La Cruz de Santa Catarina
Vivía en Méjico un viejecito llamado Juan Rodríguez de Berlanga en la más absoluta soledad. Todos sus deudos habían ido desapareciendo poco a poco hasta quedar completamente abandonado; sin embargo, su rostro no dejó de sonreír con atrayente ingenuidad. Su casa estaba medio derruida y el huertecillo que la circundaba, un tanto desaliñado y agreste, denotaba falta absoluta de cuidado. A pesar de contar con tan pocos recursos, sentía un deseo irresistible de levantar una Cruz en el atrio de la Iglesia de Santa Catarina. Obsesionado con esta idea, recordaba las muchas cruces que se levantaban en Méjico en iglesias, plazas y edificios, y citaba entre otras la de la catedral, llamada de Mañozca, traída del pueblo de Tepeapulco, la soberbia de Santiago Tlatelolco, y la del convento de San Francisco, hecha con el más alto ahuehuete de Chapultepec o ciprés de Moctezuma. Decía para sí: «en mi iglesia de Santa Catarina, donde recibieron el bautismo y descansan en paz los restos de mis padres y mi esposa, no hay ninguna cruz. Además, ese templo está en donde estuvo el horrible y carnicero Tezontlalamacayocan de los aztecas y quizá se encuentre ese dios agazapado. «Pero — continuaba — soy tan pobre, que no tengo con qué levartar esa cruz. Ni siquiera es mío este huerto, ni esta casucha, pues, a cuenta de ellos, tuve que pedir dinero prestado para curar primero a mi mujer y más tarde para enterrarla. Tan sólo me quedan dos perales, tan viejos como yo. ¡Qué puedo hacer!» Pero, de pronto, replicó: ¡Ya tengo una idea! «¡Bendito sea Dios! Con esos mismos parales haré la cruz que tanto he deséado». En efecto, tuvo hasta para pagar al carpintero con el fruto de los árboles, y ya, por fin, se erigía magnífica y airosa la cruz de madera en el atrio de Santa Catarina Mártir. Pero su amor incesante a la Santa Cruz le hizo pensar en otra de hierro que rematara la torre de la iglesia y, a pesar de su extrema necesidad y pobreza, vendió lo poquísimo que le quedaba y llevó a cabo su propósito. Lo invadía el gozo y la felicidad al contemplar aquellas dos cruces, pero sus ojos cansados no acertaban a distinguir desde el suelo las filigranas de la cruz de hierro de la torre.
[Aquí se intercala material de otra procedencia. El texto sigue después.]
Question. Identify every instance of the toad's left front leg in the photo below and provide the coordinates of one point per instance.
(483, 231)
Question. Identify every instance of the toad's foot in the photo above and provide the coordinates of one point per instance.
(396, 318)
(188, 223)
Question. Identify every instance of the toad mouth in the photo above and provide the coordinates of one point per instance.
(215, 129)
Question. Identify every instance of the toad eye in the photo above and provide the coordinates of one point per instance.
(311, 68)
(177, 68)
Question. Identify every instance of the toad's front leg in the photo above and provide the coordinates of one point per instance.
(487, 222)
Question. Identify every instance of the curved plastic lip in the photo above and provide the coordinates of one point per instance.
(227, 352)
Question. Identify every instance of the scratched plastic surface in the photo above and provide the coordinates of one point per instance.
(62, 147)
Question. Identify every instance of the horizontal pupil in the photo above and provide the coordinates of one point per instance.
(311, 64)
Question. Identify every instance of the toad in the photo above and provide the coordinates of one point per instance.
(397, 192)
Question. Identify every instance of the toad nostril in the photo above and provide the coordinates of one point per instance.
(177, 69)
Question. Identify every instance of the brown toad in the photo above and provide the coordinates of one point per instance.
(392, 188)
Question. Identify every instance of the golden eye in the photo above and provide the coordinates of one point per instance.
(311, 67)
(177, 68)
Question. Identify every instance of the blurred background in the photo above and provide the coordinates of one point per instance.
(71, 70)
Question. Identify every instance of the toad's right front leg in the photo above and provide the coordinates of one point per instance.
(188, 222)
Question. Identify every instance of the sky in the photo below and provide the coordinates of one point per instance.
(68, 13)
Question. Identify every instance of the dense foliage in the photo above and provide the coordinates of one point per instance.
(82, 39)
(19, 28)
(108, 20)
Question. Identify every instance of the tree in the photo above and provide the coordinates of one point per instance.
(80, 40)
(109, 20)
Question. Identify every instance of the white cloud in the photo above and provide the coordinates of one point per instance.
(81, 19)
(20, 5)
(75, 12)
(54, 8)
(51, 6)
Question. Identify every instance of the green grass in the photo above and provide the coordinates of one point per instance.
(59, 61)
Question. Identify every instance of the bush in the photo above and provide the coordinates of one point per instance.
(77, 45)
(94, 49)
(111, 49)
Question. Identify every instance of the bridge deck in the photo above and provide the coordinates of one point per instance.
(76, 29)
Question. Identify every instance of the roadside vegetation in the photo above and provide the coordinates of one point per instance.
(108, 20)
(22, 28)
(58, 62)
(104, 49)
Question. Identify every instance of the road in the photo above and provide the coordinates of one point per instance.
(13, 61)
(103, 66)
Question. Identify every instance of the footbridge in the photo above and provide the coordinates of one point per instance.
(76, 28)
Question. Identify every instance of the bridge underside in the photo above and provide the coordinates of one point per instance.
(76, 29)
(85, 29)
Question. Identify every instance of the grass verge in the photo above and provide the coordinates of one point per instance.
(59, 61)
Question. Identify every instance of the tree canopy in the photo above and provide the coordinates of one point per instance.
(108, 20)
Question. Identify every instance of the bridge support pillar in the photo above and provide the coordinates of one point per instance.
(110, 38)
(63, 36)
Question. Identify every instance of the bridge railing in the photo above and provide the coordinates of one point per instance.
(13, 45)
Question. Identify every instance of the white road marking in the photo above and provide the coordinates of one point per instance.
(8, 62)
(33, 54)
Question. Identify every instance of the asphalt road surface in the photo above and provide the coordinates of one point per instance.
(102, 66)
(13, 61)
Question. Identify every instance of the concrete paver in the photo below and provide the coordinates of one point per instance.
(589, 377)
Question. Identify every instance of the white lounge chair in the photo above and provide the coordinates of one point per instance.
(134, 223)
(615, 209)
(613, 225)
Una tarde soleada quiso contemplarla de cerca, y saltándose desdo la torre, se encaramó en una bóveda de medio cañón.
El sitio no permitía distraerse, pero don Juan no se cansaba de admirarla, enternecido y arrobado. Entonces, con los ojos arrasados en lágrimas de felicidad, cruzó sus brazos sobre el pecho, inclinó la cabeza y balbuceó una oración aprendida de boca de su misma madre cuando era pequeño. Tras el recuerdo de su madre, sintió vivos deseos de unirse con ella cuanto antes y la invocaba repetidas veces y decía consolándose: «menos mal que ya mis años me van acercando a tí». Alzó otra vez los ojos para contemplar de nuevo la cruz, pero… tan ensimismado, que dio un fatal resbalón y, aunque intentó sujetarse, el pobre viejo cayó, con un grito espantoso, dando vueltas en el vacío. Pero a tierra no llegó, pues antes la cruz del atrio había extendido amorosamente hacia delante sus brazos y lo habla recogido agonizante con el amor de una madre. Al día siguiente, todo Méjico desfiló para contemplar al viejecito don Juan, como adormecido en dulce sueño en los brazos de la Cruz del atrio de Santa Catarina.